Background: Glucose transport across the intestinal brush border membrane plays a key role in
metabolic regulation. Depending on the luminal glucose concentration, glucose is mainly transported by the sodium-
dependent glucose transporter (SGLT1) and the facilitated-transporter glucose transporter (GLUT2).
SGLT1 is apical membrane-constitutive and it is active at a low luminal glucose concentration, while at concentrations
higher than 50 mM, glucose is mainly transported by GLUT2 (recruited from the basolateral membrane).
Dietary phenolic compounds can modulate glucose homeostasis by decreasing the postprandial glucose response
through the inhibition of SGLT1 and GLUT2.
Methods: Phenolic inhibition of intestinal glucose transport has been examined using brush border membrane
vesicles from rats, pigs or rabbits, Xenopus oocytes and more recently Caco-2 cells, which are the most promising
for harmonizing in vitro experiments.
Results: Phenolic concentrations above 100 µM has been proved to successfully inhibit the glucose transport.
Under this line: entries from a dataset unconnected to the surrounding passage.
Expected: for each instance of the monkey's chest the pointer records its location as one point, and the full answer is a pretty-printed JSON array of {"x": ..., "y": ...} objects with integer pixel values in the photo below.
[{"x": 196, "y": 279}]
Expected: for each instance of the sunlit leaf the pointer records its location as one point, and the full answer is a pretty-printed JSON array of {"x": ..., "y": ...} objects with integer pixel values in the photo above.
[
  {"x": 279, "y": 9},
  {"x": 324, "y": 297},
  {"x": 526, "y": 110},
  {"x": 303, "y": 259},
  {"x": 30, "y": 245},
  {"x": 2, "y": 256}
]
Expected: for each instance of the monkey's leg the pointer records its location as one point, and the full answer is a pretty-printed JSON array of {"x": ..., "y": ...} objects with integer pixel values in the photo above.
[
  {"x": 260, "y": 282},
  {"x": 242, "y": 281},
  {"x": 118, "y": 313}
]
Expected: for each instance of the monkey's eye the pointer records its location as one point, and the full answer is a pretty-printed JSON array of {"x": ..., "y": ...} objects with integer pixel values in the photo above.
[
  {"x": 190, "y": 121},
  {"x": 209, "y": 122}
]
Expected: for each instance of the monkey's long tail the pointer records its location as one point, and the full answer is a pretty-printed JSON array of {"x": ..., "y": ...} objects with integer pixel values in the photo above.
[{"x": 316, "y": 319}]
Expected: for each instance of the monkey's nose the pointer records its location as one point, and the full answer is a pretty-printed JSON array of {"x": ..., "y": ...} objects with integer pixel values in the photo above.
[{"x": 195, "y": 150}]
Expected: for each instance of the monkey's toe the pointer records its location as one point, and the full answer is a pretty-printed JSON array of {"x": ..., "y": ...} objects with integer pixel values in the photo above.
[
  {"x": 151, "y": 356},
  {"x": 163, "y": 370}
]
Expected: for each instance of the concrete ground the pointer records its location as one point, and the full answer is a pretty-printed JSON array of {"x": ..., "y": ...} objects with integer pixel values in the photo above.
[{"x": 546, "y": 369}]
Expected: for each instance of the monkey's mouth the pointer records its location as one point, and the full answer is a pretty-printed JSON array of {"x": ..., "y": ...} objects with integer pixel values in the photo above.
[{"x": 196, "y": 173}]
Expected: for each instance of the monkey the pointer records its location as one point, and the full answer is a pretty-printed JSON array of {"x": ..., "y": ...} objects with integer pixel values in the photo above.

Generally, the aglycones quercetin, myricetin, fisetin or apigenin have been reported to strongly inhibit GLUT2,
while quercetin-3-O-glycoside has been demonstrated to be more effective in SGLT1. Additionally, epigallocatechin
as well as epicatechin and epigallocatechin gallates were observed to be inhibited on both SGLT1 and
Conclusion: Although, valuable information regarding the phenolic glucose transport inhibition is known, however,
there are some disagreements about which flavonoid glycosides and aglycones exert significant inhibition,
and also the inhibition of phenolic acids remains unclear. This review aims to collect, compare and discuss the
available information and controversies about the phenolic inhibition of glucose transporters. A detailed discussion
on the physicochemical mechanisms involved in phenolics-glucose transporters interactions is also included.